I am trying to define a regular expression to use as text pattern in the entity ruler component in my spaCy model. The aim is to add tokens with "COMP" label whenever it finds words structured like this:
To do so, I use the following method
def add_component_patterns_re(input_references, model_ruler):
ruler = model_ruler
ref_patterns = []
letters = ['V', 'B', 'F', 'K', 'S']
print("Adding component patterns")
for ref in input_references.iloc[:, 0]:
# print(f"Adding references for system: {ref}")
for letter in letters:
pattern_text = fr'{ref}(-| ){letter}[0-9]{{3}}'
pattern = {"TEXT": {"REGEX": fr'{ref}(-| ){letter}[0-9]{{3}}'}}
ref_patterns.append({"label":"COMP", "pattern":pattern})
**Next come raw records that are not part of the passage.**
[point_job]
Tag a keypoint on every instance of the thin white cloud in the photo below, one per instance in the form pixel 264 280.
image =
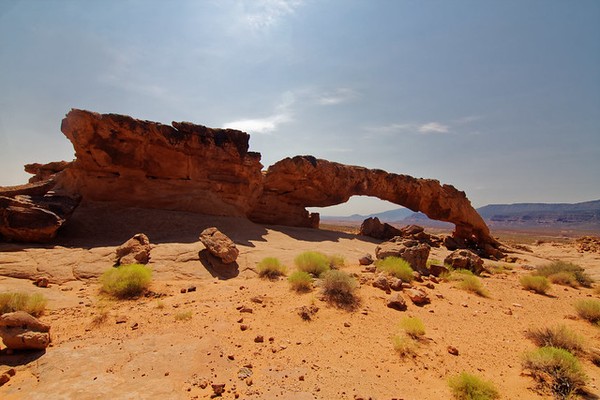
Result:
pixel 262 14
pixel 433 127
pixel 283 113
pixel 338 96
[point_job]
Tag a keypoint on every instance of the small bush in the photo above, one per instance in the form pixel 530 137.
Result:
pixel 589 309
pixel 300 281
pixel 413 327
pixel 472 284
pixel 397 267
pixel 34 304
pixel 556 369
pixel 560 337
pixel 470 387
pixel 404 345
pixel 270 268
pixel 313 262
pixel 339 287
pixel 565 273
pixel 183 316
pixel 537 283
pixel 126 281
pixel 336 261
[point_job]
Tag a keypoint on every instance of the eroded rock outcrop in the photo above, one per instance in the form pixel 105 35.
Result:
pixel 34 218
pixel 293 184
pixel 183 167
pixel 189 167
pixel 21 331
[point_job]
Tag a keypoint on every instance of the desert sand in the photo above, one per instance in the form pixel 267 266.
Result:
pixel 137 349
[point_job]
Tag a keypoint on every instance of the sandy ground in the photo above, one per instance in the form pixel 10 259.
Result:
pixel 139 349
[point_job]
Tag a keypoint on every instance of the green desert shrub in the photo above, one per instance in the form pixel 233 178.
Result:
pixel 300 281
pixel 413 327
pixel 537 283
pixel 471 283
pixel 270 268
pixel 565 273
pixel 589 309
pixel 556 369
pixel 397 267
pixel 34 304
pixel 339 287
pixel 183 315
pixel 404 345
pixel 126 281
pixel 559 336
pixel 467 386
pixel 336 261
pixel 313 262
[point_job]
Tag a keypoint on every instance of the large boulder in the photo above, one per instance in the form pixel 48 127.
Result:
pixel 465 259
pixel 146 164
pixel 134 251
pixel 34 218
pixel 412 251
pixel 219 245
pixel 21 331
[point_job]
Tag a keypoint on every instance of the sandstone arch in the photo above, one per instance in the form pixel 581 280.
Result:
pixel 293 184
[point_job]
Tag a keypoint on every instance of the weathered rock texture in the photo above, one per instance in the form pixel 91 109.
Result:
pixel 293 184
pixel 219 245
pixel 134 251
pixel 147 164
pixel 373 227
pixel 21 331
pixel 33 217
pixel 189 167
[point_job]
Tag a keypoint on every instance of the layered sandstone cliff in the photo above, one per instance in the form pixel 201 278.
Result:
pixel 193 168
pixel 147 164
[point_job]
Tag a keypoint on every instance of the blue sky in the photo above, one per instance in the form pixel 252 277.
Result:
pixel 498 98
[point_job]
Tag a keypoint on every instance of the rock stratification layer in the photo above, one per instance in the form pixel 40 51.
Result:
pixel 147 164
pixel 293 184
pixel 193 168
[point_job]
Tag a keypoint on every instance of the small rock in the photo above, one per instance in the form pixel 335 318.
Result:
pixel 396 302
pixel 41 282
pixel 367 259
pixel 218 388
pixel 418 296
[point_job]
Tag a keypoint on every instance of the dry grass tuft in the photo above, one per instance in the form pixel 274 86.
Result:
pixel 589 309
pixel 313 262
pixel 126 281
pixel 270 268
pixel 300 281
pixel 557 370
pixel 396 267
pixel 413 327
pixel 466 386
pixel 559 336
pixel 537 283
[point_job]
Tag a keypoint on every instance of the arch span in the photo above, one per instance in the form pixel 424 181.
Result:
pixel 292 184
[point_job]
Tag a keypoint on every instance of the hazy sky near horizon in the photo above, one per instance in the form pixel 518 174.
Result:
pixel 499 98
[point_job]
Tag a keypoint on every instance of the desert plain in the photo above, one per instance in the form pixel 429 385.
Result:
pixel 246 333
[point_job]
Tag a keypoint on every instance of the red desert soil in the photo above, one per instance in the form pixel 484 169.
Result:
pixel 139 349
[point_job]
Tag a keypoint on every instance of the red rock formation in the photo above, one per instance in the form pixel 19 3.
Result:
pixel 147 164
pixel 292 184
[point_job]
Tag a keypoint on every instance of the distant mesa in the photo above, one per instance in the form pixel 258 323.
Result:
pixel 194 168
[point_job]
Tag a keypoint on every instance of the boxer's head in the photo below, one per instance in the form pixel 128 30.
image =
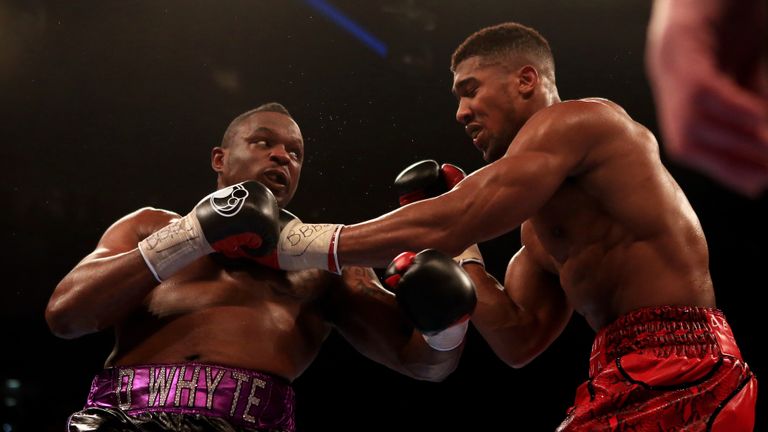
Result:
pixel 502 75
pixel 263 144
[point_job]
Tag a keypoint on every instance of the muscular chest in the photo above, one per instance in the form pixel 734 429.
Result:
pixel 211 283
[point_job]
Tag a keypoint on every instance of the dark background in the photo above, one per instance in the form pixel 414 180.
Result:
pixel 110 106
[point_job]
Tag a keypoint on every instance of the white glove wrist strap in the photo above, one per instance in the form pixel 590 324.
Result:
pixel 174 246
pixel 449 338
pixel 470 255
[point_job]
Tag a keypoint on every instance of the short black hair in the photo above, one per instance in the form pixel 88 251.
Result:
pixel 503 42
pixel 266 107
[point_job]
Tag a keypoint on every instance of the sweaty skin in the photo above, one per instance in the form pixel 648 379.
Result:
pixel 605 228
pixel 235 314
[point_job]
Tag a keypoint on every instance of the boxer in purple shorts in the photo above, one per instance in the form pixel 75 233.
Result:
pixel 206 337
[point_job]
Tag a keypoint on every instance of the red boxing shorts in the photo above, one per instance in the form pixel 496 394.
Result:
pixel 665 369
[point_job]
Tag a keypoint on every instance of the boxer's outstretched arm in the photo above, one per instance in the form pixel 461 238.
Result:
pixel 554 144
pixel 519 321
pixel 368 316
pixel 108 283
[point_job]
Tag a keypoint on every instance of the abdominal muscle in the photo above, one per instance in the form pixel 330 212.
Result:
pixel 258 319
ruler.add_patterns(ref_patterns)
return ref_patterns
Printing out the added patterns, it seems to me that the output list is correct. So my guess is that I am doing something wrong when defining the pattern to add to the ruler. For information, i've also tried to change the pattern variable as a list entry, like this:
pattern = [{"TEXT": {"REGEX": fr'{ref}(-| ){letter}[0-9]{{3}}'}}]
But the result is the same, it can't seem to get any match.
Does someone have any suggestion? Thanks in advance!
In the end I got
print(f"Adding references for system: {ref}")
for letter in letters:
for nnn in range(1000):
pattern = f"{ref}-{letter}{nnn:03d}"
ref_patterns.append({"label": "COMP", "pattern": pattern})
pattern = f"{ref} {letter}{nnn:03d}"
ref_patterns.append({"label": "COMP", "pattern": pattern})
For each pattern. The code is lengthier and a tad slower but it does the job just fine!